As @dawsdaws pointed out, IREN’s most valuable asset is its 4.5GW power pipeline (including the latest massive 1.6GW addition in Oklahoma).
Hyperscalers (Microsoft, Google, Amazon) all dramatically increased their CapEX spending and are desperate for sites that already have the permits and grid connections to handle massive loads.
Bitcoin miners are typically valued at low multiples of cash flow. AI infrastructure companies enjoy a higher multiples. IREN is currently stuck in the middle, but its underlying assets are shifting toward the latter.
If IREN meets its construction milestones for Microsoft, it proves they can operate at the “Hyperscale” level. From the satellite images and the company’s recent releases, the constructions are on track.
Daniel Roberts IREN’s co-founder with his brother Will Roberts were from Australia’s largest investment bank, Macquarie Bank. They were investment bankers and specialised in power, land, environment, constructions, finances, and etc. They built IREN from a small power company to one of the biggest bitcoin miners in a short period time. Every time the brothers said something, they would deliver on time.
Moving toward a projected $3.4 billion in ARR by the end of 2026 would fundamentally change the company’s financial profile from “cyclical miner” to “steady infrastructure utility.”

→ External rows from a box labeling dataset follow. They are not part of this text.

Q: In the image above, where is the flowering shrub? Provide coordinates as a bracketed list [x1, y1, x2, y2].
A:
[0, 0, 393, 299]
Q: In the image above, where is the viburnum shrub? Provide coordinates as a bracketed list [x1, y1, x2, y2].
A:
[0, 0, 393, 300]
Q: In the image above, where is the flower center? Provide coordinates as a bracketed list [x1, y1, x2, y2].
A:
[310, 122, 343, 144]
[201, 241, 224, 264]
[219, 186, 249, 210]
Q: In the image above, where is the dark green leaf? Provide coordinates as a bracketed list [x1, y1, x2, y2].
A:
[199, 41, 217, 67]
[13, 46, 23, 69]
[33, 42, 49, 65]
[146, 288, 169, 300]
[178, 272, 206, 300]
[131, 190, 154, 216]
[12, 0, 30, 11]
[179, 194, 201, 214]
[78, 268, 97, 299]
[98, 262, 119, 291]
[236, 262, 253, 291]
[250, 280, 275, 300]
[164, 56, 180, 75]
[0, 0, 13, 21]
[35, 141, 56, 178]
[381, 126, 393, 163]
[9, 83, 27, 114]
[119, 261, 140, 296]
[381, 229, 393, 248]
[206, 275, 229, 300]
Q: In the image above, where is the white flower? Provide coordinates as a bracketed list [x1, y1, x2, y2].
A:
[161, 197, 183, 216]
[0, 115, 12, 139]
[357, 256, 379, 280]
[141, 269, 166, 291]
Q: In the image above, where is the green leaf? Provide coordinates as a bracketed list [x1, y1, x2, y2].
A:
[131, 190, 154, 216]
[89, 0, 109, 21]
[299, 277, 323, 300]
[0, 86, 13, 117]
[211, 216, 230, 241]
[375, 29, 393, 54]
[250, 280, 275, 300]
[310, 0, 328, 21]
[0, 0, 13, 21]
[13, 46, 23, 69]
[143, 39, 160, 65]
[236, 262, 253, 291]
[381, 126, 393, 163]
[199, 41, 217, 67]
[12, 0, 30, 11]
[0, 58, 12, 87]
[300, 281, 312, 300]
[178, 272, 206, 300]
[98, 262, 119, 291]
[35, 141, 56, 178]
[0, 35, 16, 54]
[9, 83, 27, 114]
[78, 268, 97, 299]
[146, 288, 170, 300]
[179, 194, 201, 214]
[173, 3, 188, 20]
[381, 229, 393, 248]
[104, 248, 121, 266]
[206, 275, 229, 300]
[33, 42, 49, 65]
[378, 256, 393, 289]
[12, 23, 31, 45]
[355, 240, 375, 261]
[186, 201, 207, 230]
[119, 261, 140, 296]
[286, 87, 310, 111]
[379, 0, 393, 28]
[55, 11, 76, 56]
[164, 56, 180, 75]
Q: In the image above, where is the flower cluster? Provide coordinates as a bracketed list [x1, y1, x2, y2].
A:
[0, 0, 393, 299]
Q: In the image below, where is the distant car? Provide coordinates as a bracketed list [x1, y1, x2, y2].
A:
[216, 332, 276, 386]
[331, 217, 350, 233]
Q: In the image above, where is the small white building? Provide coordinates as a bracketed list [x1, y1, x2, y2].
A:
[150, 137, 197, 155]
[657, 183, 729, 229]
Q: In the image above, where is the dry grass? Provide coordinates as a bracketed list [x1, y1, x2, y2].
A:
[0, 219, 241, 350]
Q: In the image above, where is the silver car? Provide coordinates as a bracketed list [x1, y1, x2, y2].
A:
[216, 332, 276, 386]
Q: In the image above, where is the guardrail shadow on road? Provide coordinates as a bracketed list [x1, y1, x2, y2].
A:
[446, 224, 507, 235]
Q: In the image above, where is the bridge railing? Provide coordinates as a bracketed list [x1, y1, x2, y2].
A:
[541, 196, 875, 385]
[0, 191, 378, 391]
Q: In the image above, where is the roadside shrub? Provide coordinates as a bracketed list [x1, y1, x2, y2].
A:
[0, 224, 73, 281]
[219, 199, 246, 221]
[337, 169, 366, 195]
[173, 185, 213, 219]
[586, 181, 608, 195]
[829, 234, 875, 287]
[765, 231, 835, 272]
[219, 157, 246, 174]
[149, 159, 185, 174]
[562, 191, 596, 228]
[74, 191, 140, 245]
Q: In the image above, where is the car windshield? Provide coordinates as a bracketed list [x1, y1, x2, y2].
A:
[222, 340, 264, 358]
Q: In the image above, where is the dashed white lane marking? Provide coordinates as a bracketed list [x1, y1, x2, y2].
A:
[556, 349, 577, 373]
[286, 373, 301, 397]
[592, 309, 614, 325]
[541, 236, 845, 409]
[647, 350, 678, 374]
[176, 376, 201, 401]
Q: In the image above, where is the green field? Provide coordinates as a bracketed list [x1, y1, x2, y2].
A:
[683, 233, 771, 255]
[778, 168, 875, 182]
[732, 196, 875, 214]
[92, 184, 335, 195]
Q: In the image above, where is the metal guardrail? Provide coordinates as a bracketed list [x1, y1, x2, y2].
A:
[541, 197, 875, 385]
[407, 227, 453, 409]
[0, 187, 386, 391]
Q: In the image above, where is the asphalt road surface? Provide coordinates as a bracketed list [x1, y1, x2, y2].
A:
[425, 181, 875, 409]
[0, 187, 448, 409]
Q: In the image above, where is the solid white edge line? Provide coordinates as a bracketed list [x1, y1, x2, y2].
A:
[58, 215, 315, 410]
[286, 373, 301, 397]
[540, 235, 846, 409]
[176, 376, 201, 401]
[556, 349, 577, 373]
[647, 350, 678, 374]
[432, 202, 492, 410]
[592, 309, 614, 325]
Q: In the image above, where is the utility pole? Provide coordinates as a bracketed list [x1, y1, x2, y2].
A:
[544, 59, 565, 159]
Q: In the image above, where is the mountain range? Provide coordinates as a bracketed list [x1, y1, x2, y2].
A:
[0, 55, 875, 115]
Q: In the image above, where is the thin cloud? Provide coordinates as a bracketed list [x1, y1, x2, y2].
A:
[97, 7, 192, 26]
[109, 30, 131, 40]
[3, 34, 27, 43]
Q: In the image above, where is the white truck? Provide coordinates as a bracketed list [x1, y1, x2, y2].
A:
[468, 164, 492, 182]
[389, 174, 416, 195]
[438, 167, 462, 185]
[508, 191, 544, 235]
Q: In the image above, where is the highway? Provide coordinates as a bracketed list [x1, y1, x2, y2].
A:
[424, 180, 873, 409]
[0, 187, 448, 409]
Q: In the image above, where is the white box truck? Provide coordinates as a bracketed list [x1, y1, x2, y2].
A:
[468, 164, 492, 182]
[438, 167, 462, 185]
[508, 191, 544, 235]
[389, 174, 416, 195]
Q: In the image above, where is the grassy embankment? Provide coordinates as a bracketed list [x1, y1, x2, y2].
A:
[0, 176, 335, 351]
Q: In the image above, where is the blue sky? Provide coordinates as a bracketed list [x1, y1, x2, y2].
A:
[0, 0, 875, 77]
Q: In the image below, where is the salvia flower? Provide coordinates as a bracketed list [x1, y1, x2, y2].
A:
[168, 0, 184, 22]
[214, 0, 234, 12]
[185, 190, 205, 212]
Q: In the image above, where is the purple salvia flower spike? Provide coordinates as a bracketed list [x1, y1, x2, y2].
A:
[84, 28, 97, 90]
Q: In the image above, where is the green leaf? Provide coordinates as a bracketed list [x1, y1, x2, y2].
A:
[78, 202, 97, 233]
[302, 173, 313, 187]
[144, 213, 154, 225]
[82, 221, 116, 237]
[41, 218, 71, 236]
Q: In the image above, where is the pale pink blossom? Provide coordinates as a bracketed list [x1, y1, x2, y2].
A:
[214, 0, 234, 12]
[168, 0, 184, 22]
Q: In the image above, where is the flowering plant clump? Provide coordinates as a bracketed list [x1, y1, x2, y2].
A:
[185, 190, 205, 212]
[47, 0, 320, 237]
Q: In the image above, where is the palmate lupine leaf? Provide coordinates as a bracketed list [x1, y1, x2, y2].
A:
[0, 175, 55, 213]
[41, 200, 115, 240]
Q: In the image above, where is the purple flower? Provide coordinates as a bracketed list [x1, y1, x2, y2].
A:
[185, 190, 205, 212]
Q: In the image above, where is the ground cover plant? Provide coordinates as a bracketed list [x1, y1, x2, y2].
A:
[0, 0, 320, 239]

The big drop in share price due to the earnings miss is a classic example of looking in the rearview mirror. IREN is spending heavily now to secure the hardware (GPUs) and infrastructure needed for the pivot. This creates a temporary drag on earnings (CapEx and interest) before the massive AI revenue starts hitting the books.
Looking in details, IREN’s previous quarter’s good earning number was due to a one off gain from its capped calls. The bad earning this quarter was due to the stock prices drop caused capped call loss.

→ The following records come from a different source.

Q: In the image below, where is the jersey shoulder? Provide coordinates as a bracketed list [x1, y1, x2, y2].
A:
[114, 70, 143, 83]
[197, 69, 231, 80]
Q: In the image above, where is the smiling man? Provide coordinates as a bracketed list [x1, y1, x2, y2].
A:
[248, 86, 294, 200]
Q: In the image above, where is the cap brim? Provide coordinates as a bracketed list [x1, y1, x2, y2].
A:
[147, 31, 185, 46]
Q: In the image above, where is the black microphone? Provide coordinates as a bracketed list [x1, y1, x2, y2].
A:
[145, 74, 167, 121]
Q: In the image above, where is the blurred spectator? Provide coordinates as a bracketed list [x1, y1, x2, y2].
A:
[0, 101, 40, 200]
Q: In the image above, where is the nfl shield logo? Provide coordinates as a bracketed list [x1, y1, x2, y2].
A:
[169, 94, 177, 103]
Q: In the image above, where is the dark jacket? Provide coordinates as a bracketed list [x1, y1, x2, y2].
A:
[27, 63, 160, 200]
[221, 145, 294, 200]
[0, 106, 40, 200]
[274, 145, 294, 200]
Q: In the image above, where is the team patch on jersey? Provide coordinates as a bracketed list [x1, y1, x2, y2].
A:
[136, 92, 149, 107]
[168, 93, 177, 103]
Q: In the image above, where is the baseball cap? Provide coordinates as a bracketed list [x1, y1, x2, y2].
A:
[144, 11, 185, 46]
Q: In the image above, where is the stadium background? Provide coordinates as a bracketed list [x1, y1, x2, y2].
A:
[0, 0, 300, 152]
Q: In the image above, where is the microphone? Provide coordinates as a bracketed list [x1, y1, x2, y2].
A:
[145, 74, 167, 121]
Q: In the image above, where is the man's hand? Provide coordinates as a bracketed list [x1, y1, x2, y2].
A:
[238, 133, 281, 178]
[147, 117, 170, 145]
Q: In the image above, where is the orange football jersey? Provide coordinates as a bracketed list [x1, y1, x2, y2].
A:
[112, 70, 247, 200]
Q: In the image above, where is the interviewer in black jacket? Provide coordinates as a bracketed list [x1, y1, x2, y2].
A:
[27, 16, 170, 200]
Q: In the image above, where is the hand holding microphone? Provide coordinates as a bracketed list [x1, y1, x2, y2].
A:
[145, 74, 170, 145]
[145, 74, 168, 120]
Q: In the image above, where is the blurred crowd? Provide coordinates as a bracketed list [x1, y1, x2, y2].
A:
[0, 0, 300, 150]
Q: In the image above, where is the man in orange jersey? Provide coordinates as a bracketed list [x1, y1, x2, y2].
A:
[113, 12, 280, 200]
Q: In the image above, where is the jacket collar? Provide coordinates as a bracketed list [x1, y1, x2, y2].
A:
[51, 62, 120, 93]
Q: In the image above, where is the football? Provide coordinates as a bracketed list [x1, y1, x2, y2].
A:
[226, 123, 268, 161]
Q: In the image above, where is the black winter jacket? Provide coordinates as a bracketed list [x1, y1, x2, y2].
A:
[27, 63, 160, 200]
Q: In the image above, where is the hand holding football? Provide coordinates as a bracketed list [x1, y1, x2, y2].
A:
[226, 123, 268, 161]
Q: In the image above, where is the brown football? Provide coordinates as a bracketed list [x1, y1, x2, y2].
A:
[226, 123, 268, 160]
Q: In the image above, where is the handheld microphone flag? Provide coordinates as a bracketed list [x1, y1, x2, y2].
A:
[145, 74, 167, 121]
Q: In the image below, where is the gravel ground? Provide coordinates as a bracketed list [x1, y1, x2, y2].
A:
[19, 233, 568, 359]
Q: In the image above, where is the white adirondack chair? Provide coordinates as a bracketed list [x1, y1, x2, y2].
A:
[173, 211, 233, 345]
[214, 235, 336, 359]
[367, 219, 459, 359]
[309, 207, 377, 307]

The “Big Miss” was essentially an accounting mirror of the stock price:
(Q1) Stock goes up then Derivatives gain value causes “Record Profit”.
(Q2) Stock goes down then Derivatives lose value causes “Record Loss” .
By ignoring these non-cash swings and focusing on the $3.4 billion ARR target and the 4.5GW power pipeline, you are focusing on the factory (the asset) rather than the accounting for the insurance on the factory (the derivatives). The “bears” are essentially selling a house because the insurance policy’s “paper value” changed, while ignoring the fact that a massive new tenant (Microsoft) just signed a lease.
As @dawsdaws noted, IREN hasn’t announced a new deal yet, but they are in a leveraged negotiating position because they own the power. They don’t have to take the first bad deal that comes along; they can wait for high-margin contracts.
IREN’s potential isn’t about how many Bitcoin they mine next month; it’s about becoming a biggest landlord for the AI revolution. If they successfully convert their 4.5GW pipeline into AI data center capacity, the current “earnings miss” will likely be seen as a minor blip in a massive growth phase.
We are looking at the Asset Base (Power + Deals), while the rest of the bears is looking at the Income Statement (Current EPS). In a high-growth pivot, the assets usually tell the truer story of the future.